Our analysis of expert discourse shows controversy as regards the application of punitive measures. Though interviewees agree that there is a need for legislation to penalise the practice, they see it as insufficient on its own. The proposal is to develop prevention and comprehensive care measures for victims as well as intervention and inter-institutional coordination protocols, involving the participation of cultural mediators and necessarily the involvement of affected communities in the development process. Agents also ask for policies and campaigns to be assessed. In line with this idea and as we have pointed out, the regulation of the eradication of the practice cannot stop at the mere criminalisation of the practice. Prevention measures, as well as assistance measures are even more necessary, but, as the results of this research reveal, in deciding on the most appropriate measures it is necessary to question not only practical but also ethical aspects related to cultural differences and the cultural pluralism present in the receiving societies. The connotation of the affected communities and the searching for intercultural dialogue is fundamental.
At a professional level, agents believe that to eradicate FGM/C it is necessary to engage in real work to integrate the immigrant population and attend to its basic needs, because as long as this group faces difficulty in surviving, FGM/C and its consequences will be very much a secondary consideration. Professionals insist that relevant training is fundamental, and some propose that it be included as part of university courses. Interviewees suggest establishing various levels of training, ranging from a basic awareness-raising course to an expert level to handle FGM/C work with the whole target population.

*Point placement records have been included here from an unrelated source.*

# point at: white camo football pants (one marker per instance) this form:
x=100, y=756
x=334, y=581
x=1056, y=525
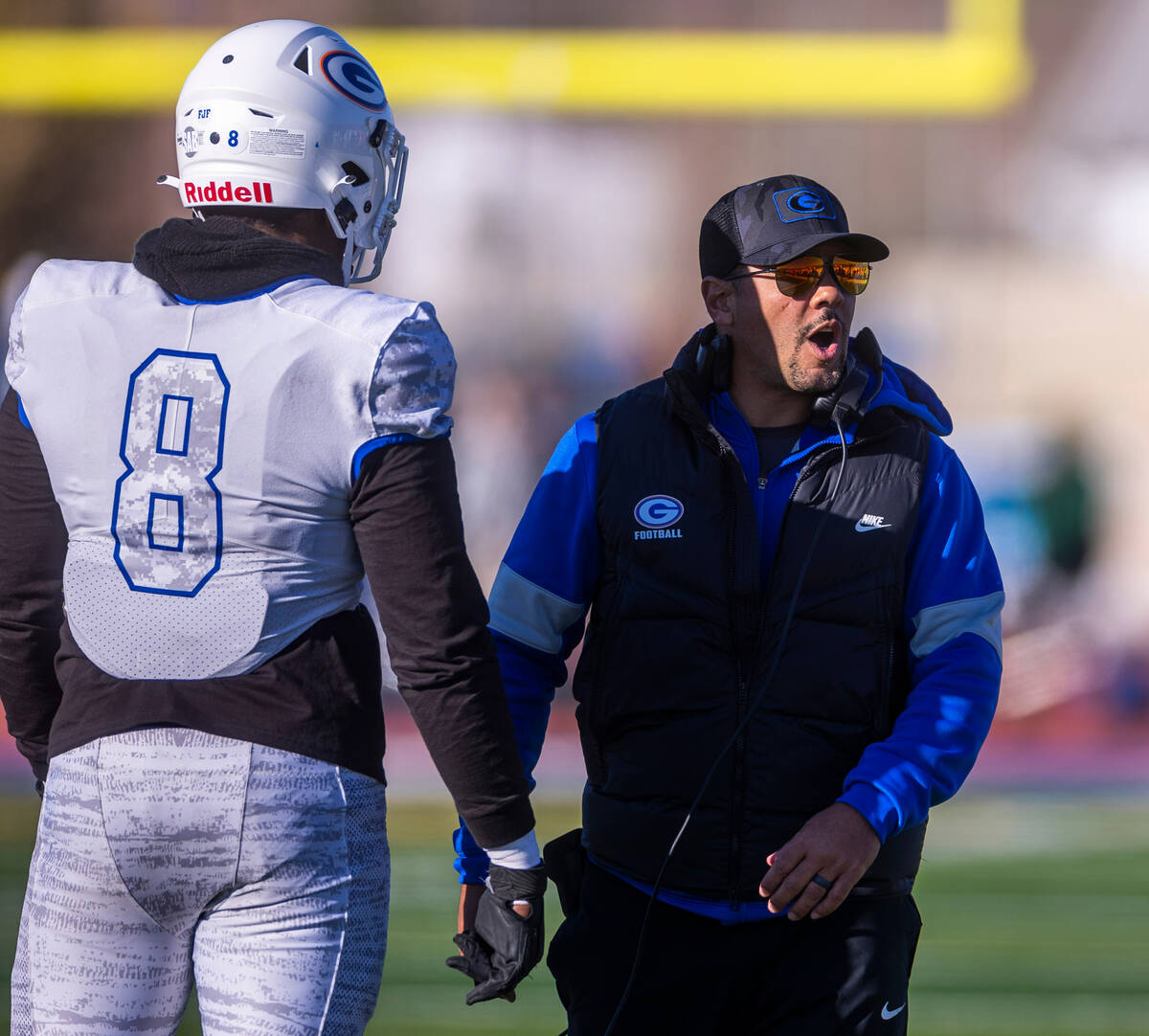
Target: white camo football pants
x=165, y=855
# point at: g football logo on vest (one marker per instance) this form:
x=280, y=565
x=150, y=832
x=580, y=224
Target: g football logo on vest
x=656, y=513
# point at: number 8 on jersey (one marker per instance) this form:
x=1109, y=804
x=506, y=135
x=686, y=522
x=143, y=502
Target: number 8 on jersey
x=167, y=510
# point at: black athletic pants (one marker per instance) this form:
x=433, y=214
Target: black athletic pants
x=844, y=976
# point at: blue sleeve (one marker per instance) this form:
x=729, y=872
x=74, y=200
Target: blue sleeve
x=953, y=620
x=539, y=602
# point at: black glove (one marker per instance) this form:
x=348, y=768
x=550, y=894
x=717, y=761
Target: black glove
x=504, y=947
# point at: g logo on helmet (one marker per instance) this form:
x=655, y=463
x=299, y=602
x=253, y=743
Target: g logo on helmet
x=805, y=202
x=353, y=77
x=659, y=511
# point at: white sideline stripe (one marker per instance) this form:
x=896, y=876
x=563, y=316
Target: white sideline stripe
x=941, y=622
x=529, y=614
x=343, y=932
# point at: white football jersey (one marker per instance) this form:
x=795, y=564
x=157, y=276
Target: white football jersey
x=204, y=454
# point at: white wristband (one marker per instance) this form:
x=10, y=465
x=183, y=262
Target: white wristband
x=520, y=855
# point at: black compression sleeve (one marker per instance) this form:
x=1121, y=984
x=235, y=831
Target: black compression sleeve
x=409, y=529
x=34, y=542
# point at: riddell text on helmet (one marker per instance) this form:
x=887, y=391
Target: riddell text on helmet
x=227, y=191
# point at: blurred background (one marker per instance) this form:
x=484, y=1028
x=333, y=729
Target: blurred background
x=562, y=156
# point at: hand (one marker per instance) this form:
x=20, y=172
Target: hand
x=838, y=845
x=507, y=938
x=469, y=896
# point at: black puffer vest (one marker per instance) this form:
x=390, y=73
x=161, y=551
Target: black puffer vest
x=684, y=641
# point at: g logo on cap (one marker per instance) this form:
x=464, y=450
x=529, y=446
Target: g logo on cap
x=797, y=203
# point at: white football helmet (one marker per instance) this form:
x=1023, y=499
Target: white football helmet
x=290, y=115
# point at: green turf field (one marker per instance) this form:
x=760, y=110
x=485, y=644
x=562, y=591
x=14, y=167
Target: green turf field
x=1037, y=921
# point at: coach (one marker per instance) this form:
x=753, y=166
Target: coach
x=793, y=650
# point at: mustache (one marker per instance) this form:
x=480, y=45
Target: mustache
x=807, y=329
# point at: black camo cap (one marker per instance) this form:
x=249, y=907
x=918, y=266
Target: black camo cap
x=776, y=219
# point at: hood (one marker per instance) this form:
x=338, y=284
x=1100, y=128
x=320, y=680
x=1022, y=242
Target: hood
x=223, y=259
x=890, y=384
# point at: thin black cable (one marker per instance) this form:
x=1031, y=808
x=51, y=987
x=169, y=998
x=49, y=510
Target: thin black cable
x=734, y=736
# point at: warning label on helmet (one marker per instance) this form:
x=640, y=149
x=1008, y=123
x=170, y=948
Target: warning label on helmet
x=279, y=144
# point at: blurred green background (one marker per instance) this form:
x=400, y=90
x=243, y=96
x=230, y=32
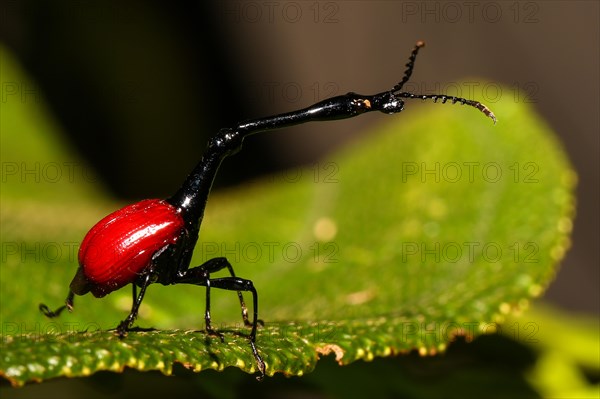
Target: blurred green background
x=138, y=87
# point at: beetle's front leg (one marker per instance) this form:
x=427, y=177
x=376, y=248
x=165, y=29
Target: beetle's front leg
x=126, y=324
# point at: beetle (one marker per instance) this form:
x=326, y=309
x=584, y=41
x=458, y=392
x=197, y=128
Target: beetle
x=152, y=241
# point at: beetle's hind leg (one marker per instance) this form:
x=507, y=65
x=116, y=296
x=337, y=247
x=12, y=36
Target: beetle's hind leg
x=200, y=275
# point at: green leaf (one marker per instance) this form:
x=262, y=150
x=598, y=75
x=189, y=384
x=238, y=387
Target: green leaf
x=434, y=224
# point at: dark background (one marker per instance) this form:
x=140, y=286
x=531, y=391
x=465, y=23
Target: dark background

Agents also ask for more resources and services, in addition to the creation of multidisciplinary teams with professionals from the health, social services and education sectors and mediators to tackle the problem in close contact with the affected communities. In line with the feminist approach pointed to promoting intercultural dialogue between groups proposed by Phillips and Dustin (2004), regulating the eradication of GFM/C in host countries involves supporting the work that members of migrant communities are doing (Mestre i Mestre, 2011).
As regards agents’ attitudes, we must emphasise the sensitivity and receptiveness they have shown with respect to this issue and their willingness to collaborate. Those with most experience of FGM/C are very committed people, who generally display a more complex and better understanding of the practice.
Finally, to gain a more comprehensive perspective, and despite the challenge posed by the fact that it remains a taboo subject, it would be essential to include the opinions of communities where FGM/C is prevalent, particularly the views of women who have experienced it or are at risk. Their insights on the policies that have been implemented, how to improve them, and what new measures should be developed are crucial. Additionally, it would be valuable to identify, analyse, and compare innovative experiences launched by public institutions or NGOs that have obtained positive results, while avoiding past mistakes.